Наконец Егор не вытерпел чавканья и сытого кряхтенья рабочих, потянувшихся к бочонку с питьем, отошел от стола подальше, озлобленно недоумевая на пустой желудок: «Пьют отчего-то квас. Сейчас и этот пестерь наливаться станет».

Егор представил, как Ванюшка Волк, весь запрокидываясь, будет по-лошадиному крупно и громко глотать квас, а потом, не вытирая мокрых губ, скажет: «После сытного обеда отдохнуть маленько, это». Ванюшка Волк и в самом деле напился, облил весь перед рубашки и, не столько вытирая рубаху, сколько поглаживая живот, пошел в тень выпряженных телег, где лежал Егор Сиротка и ел из пригоршней свежую пшеницу, от которой пресно было во рту и садились зубы.

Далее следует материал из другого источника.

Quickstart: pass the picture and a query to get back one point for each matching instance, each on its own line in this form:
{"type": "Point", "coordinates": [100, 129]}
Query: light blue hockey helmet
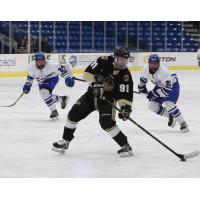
{"type": "Point", "coordinates": [39, 56]}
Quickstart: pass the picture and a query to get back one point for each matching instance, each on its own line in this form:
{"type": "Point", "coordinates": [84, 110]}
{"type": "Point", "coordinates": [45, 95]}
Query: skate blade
{"type": "Point", "coordinates": [185, 130]}
{"type": "Point", "coordinates": [67, 100]}
{"type": "Point", "coordinates": [54, 118]}
{"type": "Point", "coordinates": [173, 124]}
{"type": "Point", "coordinates": [62, 151]}
{"type": "Point", "coordinates": [126, 154]}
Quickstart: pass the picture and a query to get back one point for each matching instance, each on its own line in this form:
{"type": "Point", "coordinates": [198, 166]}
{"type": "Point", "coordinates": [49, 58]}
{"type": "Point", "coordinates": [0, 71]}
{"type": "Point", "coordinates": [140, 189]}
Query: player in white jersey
{"type": "Point", "coordinates": [47, 72]}
{"type": "Point", "coordinates": [165, 92]}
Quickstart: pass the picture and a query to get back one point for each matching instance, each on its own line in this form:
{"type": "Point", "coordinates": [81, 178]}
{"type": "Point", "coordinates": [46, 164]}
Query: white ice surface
{"type": "Point", "coordinates": [27, 134]}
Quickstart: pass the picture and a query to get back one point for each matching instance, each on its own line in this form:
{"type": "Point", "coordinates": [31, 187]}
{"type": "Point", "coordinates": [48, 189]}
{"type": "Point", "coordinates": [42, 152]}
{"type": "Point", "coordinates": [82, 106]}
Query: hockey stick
{"type": "Point", "coordinates": [182, 157]}
{"type": "Point", "coordinates": [78, 79]}
{"type": "Point", "coordinates": [15, 101]}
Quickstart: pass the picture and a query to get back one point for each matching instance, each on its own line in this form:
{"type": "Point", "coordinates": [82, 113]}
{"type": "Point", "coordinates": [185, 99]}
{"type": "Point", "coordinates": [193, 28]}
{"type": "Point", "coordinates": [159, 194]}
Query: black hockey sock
{"type": "Point", "coordinates": [121, 139]}
{"type": "Point", "coordinates": [68, 134]}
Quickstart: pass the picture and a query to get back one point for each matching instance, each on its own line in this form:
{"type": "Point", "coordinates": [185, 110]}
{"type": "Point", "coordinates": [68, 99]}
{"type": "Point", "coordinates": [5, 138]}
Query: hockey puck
{"type": "Point", "coordinates": [183, 159]}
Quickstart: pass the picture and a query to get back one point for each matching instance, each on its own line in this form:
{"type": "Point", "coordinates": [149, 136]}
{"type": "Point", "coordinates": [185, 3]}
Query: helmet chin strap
{"type": "Point", "coordinates": [117, 66]}
{"type": "Point", "coordinates": [40, 66]}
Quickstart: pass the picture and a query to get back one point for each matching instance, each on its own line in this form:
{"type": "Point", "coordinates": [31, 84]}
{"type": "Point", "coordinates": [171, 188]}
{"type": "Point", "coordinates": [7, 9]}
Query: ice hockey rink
{"type": "Point", "coordinates": [27, 134]}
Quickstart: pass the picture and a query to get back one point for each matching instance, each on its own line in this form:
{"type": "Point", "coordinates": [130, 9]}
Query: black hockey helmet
{"type": "Point", "coordinates": [122, 52]}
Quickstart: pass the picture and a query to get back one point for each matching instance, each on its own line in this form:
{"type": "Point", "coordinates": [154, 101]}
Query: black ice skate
{"type": "Point", "coordinates": [61, 146]}
{"type": "Point", "coordinates": [64, 101]}
{"type": "Point", "coordinates": [172, 121]}
{"type": "Point", "coordinates": [184, 127]}
{"type": "Point", "coordinates": [125, 151]}
{"type": "Point", "coordinates": [54, 115]}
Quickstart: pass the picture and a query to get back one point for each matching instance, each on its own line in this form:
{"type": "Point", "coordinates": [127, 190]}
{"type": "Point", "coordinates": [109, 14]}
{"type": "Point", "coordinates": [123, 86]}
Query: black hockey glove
{"type": "Point", "coordinates": [97, 89]}
{"type": "Point", "coordinates": [142, 89]}
{"type": "Point", "coordinates": [125, 112]}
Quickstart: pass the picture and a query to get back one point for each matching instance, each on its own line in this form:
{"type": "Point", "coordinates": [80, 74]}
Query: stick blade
{"type": "Point", "coordinates": [191, 155]}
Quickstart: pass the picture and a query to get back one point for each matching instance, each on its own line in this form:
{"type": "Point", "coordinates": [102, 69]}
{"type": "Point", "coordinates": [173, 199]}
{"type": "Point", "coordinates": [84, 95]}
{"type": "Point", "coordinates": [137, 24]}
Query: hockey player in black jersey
{"type": "Point", "coordinates": [108, 78]}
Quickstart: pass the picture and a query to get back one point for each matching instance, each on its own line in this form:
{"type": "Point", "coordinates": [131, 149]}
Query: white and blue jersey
{"type": "Point", "coordinates": [48, 76]}
{"type": "Point", "coordinates": [166, 83]}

— А, пра, чудно сотворен человек. Слышь, Егор? Вот залил я блинную еду квасом и опять бы ел. А много ли бы я теперь съел, как ты, Егор, смекаешь? У тебя, Егор, нет ли крепкого табачку на завертку? А ты, Егор, какой больше табак любишь? А мне после еды крепенького хотца. Ты, Егор…

— А вот тебе — Егор, да Егор, чушка, холуй, — с этими словами Сиротка сунул в зубы Ванюшке кулак и раскровенил ему рот. У Ванюшки отлетела в сторону и покатилась табачница — круглая банка из-под конфет. Ванюшка плюнул на ладонь, увидел кровь и завопил, как под ножом:

— Убивают!

Федот Федотыч, зорко следивший, чтобы мужики курили подальше от кладей, видел все и закричал на Егора:

— Ты что сотворил, разбойник. Ах ты — разбойник. Ты его за что?